I due abissi, il più terrificante dei quali non saprei quale sia, sono:

  1. la tentazione di dirsi autore unico delle proprie parole, ignorando così che scrivere è inserirsi, con delicatezza e rispetto, in fenomeno millenario, in un flusso che può ben sopravvivere al proprio egotico desiderio di apparire. Si è certo autori, ma nella stretta accezione di sensibili trascrittori di voci altrui che si dirigono verso l’altro da sé. Chi scrive è al servizio della scrittura, non il contrario.
  2. Non aver cura della scrittura come pratica, rifiutandosi di percepire gli effetti corporei, psicologici, spirituali e filosofici e di pensiero che la propria scrittura ha su di sé e sugli altri. Una parola non rielaborata è una parola persa nel vento.
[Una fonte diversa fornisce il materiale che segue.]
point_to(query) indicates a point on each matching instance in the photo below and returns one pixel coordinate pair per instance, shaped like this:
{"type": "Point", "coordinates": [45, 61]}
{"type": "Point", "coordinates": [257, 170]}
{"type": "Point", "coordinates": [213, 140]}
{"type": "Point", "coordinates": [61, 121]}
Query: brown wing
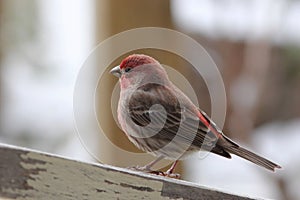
{"type": "Point", "coordinates": [176, 118]}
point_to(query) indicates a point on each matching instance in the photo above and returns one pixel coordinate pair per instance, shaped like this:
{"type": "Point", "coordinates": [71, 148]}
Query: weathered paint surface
{"type": "Point", "coordinates": [25, 174]}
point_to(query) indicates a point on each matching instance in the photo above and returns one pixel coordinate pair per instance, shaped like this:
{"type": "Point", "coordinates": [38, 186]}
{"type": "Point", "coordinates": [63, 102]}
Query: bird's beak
{"type": "Point", "coordinates": [116, 71]}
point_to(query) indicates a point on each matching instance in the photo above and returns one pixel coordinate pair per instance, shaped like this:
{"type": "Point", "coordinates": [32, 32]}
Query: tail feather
{"type": "Point", "coordinates": [252, 157]}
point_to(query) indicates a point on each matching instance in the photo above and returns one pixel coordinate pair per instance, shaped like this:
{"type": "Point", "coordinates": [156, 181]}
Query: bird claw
{"type": "Point", "coordinates": [156, 172]}
{"type": "Point", "coordinates": [139, 168]}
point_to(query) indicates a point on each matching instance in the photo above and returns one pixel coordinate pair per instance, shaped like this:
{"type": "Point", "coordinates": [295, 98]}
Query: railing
{"type": "Point", "coordinates": [28, 174]}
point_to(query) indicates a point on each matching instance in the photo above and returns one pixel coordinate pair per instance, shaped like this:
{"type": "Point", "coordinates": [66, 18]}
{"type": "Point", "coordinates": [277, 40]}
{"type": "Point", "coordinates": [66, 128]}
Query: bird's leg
{"type": "Point", "coordinates": [169, 172]}
{"type": "Point", "coordinates": [147, 168]}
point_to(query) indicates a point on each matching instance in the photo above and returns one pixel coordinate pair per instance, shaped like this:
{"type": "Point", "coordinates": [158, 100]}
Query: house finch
{"type": "Point", "coordinates": [160, 119]}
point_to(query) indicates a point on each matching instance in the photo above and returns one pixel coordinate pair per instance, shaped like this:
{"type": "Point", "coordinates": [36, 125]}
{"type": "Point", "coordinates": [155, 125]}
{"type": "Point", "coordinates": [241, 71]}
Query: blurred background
{"type": "Point", "coordinates": [255, 44]}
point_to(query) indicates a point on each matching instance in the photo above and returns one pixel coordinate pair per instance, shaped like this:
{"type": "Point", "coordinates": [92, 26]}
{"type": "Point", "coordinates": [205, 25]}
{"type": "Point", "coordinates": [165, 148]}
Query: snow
{"type": "Point", "coordinates": [38, 87]}
{"type": "Point", "coordinates": [240, 20]}
{"type": "Point", "coordinates": [278, 141]}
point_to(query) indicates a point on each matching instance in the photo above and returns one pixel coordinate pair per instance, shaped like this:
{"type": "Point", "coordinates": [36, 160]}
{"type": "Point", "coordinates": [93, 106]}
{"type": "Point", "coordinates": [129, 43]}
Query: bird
{"type": "Point", "coordinates": [158, 118]}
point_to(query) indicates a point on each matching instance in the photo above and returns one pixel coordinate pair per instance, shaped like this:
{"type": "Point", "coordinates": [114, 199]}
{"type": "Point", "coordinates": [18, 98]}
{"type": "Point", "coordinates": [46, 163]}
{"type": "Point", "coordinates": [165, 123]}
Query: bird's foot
{"type": "Point", "coordinates": [156, 172]}
{"type": "Point", "coordinates": [141, 168]}
{"type": "Point", "coordinates": [166, 174]}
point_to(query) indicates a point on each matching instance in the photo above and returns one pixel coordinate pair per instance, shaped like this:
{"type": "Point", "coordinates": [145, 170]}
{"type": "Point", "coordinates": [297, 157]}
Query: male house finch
{"type": "Point", "coordinates": [160, 119]}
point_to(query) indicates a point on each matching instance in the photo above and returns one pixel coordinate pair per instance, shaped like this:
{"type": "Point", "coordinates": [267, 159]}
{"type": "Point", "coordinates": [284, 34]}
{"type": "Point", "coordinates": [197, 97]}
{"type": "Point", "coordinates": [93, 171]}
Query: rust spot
{"type": "Point", "coordinates": [99, 190]}
{"type": "Point", "coordinates": [140, 188]}
{"type": "Point", "coordinates": [109, 182]}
Il Talmud dice che “un sogno non interpretato è come una lettera mai aperta”. Io, parafrasando quell'antico pensiero, sostengo che “una parola non rivisitata è un parola mai, o raramente, fertile.".
Certo questo impone un ritmo lento, una calma interiore che non sempre quando si scrive si può avere, ma ricordarsi ogni tanto che questa sarebbe la giusta postura nel rapporto con ciò che si scrive, almeno averne memoria, aiuterebbe non poco a sopportare gli inciampi, anzi a renderli dei campi fertili di ricerca profonda.

Viviamo in un momento storico in cui nulla resta, in cui la maggior parte di chi scrive sa già, se non preda a deliri di onnipotenza, che di ciò che scrive non resterà traccia nei secoli.
Ce lo diciamo tutti, ma pochi si chiedono il perché di questo fenomeno.
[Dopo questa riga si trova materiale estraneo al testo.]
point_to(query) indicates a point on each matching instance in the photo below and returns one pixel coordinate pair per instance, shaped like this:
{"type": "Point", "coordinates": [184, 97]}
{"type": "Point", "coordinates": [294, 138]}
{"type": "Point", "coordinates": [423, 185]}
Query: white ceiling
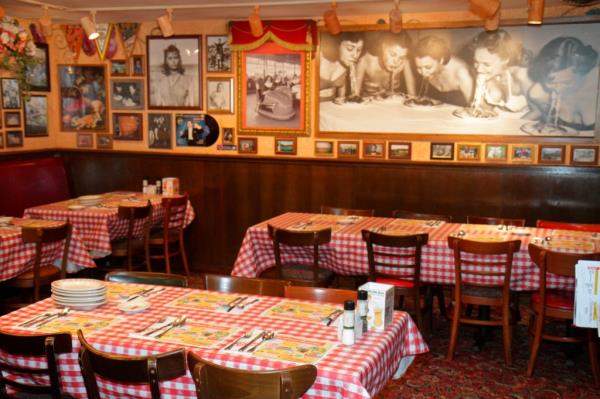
{"type": "Point", "coordinates": [148, 10]}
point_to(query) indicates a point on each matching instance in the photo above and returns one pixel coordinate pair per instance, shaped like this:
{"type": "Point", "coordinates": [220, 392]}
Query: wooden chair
{"type": "Point", "coordinates": [552, 305]}
{"type": "Point", "coordinates": [330, 210]}
{"type": "Point", "coordinates": [491, 261]}
{"type": "Point", "coordinates": [219, 382]}
{"type": "Point", "coordinates": [150, 370]}
{"type": "Point", "coordinates": [307, 274]}
{"type": "Point", "coordinates": [173, 280]}
{"type": "Point", "coordinates": [320, 294]}
{"type": "Point", "coordinates": [396, 260]}
{"type": "Point", "coordinates": [242, 285]}
{"type": "Point", "coordinates": [47, 345]}
{"type": "Point", "coordinates": [170, 234]}
{"type": "Point", "coordinates": [42, 274]}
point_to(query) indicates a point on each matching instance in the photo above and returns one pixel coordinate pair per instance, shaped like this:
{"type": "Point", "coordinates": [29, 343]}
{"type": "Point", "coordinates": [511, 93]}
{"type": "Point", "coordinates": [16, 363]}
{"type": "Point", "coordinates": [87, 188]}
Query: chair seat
{"type": "Point", "coordinates": [557, 299]}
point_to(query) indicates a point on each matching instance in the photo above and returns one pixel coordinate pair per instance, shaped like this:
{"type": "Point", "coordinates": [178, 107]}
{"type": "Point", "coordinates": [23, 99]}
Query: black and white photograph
{"type": "Point", "coordinates": [126, 94]}
{"type": "Point", "coordinates": [220, 95]}
{"type": "Point", "coordinates": [218, 53]}
{"type": "Point", "coordinates": [159, 131]}
{"type": "Point", "coordinates": [515, 81]}
{"type": "Point", "coordinates": [174, 72]}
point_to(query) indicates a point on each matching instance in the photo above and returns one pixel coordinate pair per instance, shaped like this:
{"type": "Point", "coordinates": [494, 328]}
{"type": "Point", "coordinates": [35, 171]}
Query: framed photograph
{"type": "Point", "coordinates": [118, 68]}
{"type": "Point", "coordinates": [220, 95]}
{"type": "Point", "coordinates": [104, 141]}
{"type": "Point", "coordinates": [247, 145]}
{"type": "Point", "coordinates": [374, 149]}
{"type": "Point", "coordinates": [36, 116]}
{"type": "Point", "coordinates": [38, 75]}
{"type": "Point", "coordinates": [348, 149]}
{"type": "Point", "coordinates": [218, 53]}
{"type": "Point", "coordinates": [137, 65]}
{"type": "Point", "coordinates": [12, 119]}
{"type": "Point", "coordinates": [442, 151]}
{"type": "Point", "coordinates": [324, 148]}
{"type": "Point", "coordinates": [584, 155]}
{"type": "Point", "coordinates": [126, 94]}
{"type": "Point", "coordinates": [127, 126]}
{"type": "Point", "coordinates": [399, 150]}
{"type": "Point", "coordinates": [496, 152]}
{"type": "Point", "coordinates": [160, 131]}
{"type": "Point", "coordinates": [229, 135]}
{"type": "Point", "coordinates": [285, 146]}
{"type": "Point", "coordinates": [85, 140]}
{"type": "Point", "coordinates": [83, 98]}
{"type": "Point", "coordinates": [174, 72]}
{"type": "Point", "coordinates": [272, 91]}
{"type": "Point", "coordinates": [468, 152]}
{"type": "Point", "coordinates": [522, 153]}
{"type": "Point", "coordinates": [11, 93]}
{"type": "Point", "coordinates": [14, 138]}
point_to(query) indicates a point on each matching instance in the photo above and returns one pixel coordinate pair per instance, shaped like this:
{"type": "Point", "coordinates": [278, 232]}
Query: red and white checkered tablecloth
{"type": "Point", "coordinates": [17, 257]}
{"type": "Point", "coordinates": [357, 371]}
{"type": "Point", "coordinates": [347, 252]}
{"type": "Point", "coordinates": [99, 225]}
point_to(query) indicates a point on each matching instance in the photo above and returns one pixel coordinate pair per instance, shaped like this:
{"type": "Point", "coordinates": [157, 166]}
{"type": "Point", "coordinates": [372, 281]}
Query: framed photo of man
{"type": "Point", "coordinates": [174, 72]}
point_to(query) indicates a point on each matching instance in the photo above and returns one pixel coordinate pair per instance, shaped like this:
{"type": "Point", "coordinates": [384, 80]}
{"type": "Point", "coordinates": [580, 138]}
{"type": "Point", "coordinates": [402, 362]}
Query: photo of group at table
{"type": "Point", "coordinates": [547, 78]}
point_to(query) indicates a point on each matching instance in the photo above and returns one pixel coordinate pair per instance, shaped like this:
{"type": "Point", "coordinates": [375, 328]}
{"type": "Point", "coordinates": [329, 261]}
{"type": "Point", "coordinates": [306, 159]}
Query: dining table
{"type": "Point", "coordinates": [346, 254]}
{"type": "Point", "coordinates": [258, 333]}
{"type": "Point", "coordinates": [99, 224]}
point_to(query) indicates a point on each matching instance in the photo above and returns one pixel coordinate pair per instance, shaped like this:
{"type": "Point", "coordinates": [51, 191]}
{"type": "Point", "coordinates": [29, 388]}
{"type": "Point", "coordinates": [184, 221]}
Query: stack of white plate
{"type": "Point", "coordinates": [79, 293]}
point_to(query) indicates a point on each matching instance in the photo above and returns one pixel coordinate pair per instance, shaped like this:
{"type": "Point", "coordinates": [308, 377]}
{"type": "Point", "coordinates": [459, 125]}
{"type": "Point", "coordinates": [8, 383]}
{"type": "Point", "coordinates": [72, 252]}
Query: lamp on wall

Ecco il mio piccolo input sul tema: se non siamo noi stessi a cercare di donare eternità e lentezza alla nostra produzione e scrittura perché dovrebbero farlo altri per noi?
Se a una composizione deve seguirne un’altra, a stretto giro di posta , e non siamo capaci di aspettare che la prima germogli e cresca in noi stessi e negli altri, perché il lettore dovrebbe mostrare un’attenzione più piena ai nostri stessi scritti?

Uno dei doveri etici connessi alla scrittura porta a mio avviso un nome molto demodé: lentezza.
La Qualità difficilmente si coordina armoniosamente con la quantità.

Questo il Fedro – quello di Robert Pirsig, che qui si onora - lo sapeva benissimo. 
Cercare la Qualità significa anche non pensare al poi e accettare il vuoto che, dopo il parto di una parola, ci riempia il cuore della piena sensazione di esser stati, anche se forse per un solo istante, padri o madri.